I think that this patch is fine but I think there may be something missing in terms of vaddudm . Currently a test case like this one:

define dso_local <2 x i64> @x2d(<2 x i64> noundef %x) {
entry:
  %add = shl <2 x i64> %x, <i64 1, i64 1>
  ret <2 x i64> %add
}

Produces some fairly inefficient code:

x2d:                                    # @x2d
.Lfunc_begin3:
        .cfi_startproc
.Lfunc_gep3:
        addis 2, 12, .TOC.-.Lfunc_gep3@ha
        addi 2, 2, .TOC.-.Lfunc_gep3@l
.Lfunc_lep3:
        .localentry     x2d, .Lfunc_lep3-.Lfunc_gep3
# %bb.0:                                # %entry
        addis 3, 2, .LCPI3_0@toc@ha
        addi 3, 3, .LCPI3_0@toc@l
        lxv 35, 0(3)
        vsld 2, 2, 3
        blr

We even do a TOC access.

Unfortunately, this isn't just a case of adding:

def : Pat<(v2i64 (shl v2i64:$vA, (v2i64 (immEQOneV)))),
          (v2i64 (VADDUDM $vA, $vA))>;

like the others but I think it may be worth doing.

At this point maybe just add the test case and we can deal with the issue at a later date.

Unfortunately, this isn't just a case of adding:

def : Pat<(v2i64 (shl v2i64:$vA, (v2i64 (immEQOneV)))),
          (v2i64 (VADDUDM $vA, $vA))>;

like the others but I think it may be worth doing.

Yeah, this is because we don't have a way of materializing the <1, 1> vector so we end up with a constant pool load.
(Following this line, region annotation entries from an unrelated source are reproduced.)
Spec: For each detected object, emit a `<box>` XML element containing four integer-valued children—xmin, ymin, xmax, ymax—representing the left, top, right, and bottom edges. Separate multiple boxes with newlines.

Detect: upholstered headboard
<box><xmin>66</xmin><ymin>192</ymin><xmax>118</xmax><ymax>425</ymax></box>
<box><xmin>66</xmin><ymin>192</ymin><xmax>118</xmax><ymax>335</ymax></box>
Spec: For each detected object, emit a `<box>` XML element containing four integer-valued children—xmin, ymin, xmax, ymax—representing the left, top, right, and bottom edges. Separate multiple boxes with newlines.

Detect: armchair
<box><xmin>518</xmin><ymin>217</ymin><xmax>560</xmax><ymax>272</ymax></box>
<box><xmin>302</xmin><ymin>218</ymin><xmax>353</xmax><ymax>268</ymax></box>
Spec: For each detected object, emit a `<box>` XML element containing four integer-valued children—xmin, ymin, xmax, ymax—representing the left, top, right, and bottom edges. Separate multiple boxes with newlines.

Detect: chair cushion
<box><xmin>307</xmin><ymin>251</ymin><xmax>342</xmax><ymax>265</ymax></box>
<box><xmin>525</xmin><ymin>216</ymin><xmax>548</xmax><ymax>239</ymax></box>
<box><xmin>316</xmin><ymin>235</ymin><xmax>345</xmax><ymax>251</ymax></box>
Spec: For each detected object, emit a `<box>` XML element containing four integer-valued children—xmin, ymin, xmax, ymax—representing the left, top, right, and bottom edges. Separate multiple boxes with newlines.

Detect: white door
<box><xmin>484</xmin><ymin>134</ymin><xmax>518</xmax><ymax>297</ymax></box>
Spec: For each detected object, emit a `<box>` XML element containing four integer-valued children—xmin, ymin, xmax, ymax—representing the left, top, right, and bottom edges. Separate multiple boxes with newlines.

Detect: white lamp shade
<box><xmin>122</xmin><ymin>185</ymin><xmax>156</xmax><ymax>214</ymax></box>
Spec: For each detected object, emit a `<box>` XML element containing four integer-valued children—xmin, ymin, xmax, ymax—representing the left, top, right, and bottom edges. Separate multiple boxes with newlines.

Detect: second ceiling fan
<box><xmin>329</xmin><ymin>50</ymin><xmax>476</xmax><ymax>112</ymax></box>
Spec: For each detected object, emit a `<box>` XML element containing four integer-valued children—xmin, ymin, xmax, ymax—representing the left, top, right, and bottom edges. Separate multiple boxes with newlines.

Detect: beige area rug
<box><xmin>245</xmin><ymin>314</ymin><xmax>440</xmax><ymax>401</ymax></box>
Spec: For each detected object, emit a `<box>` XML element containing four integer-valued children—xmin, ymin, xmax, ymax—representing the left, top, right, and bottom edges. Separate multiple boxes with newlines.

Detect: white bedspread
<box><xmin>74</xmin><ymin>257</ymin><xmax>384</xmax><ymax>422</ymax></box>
We can provide custom legalization:
setOperationAction(ISD::SHL, MVT::v2i64, Custom); for Power8 and up where we would just leave the node alone if it's a shift by 1.

At this point maybe just add the test case and we can deal with the issue at a later date.

I agree this can be done in a follow-up patch.

lei updated this revision to Diff 539655.Jul 12 2023, 11:31 AM

add new tc and update to test for pwr8 since we are more interested
in the new tc behaviour for pwr8 and orig tc is same for pwr8 vs pwr7.

nemanjai accepted this revision.Jul 13 2023, 8:08 AM

LGTM.

This revision is now accepted and ready to land.Jul 13 2023, 8:08 AM
This revision was automatically updated to reflect the committed changes.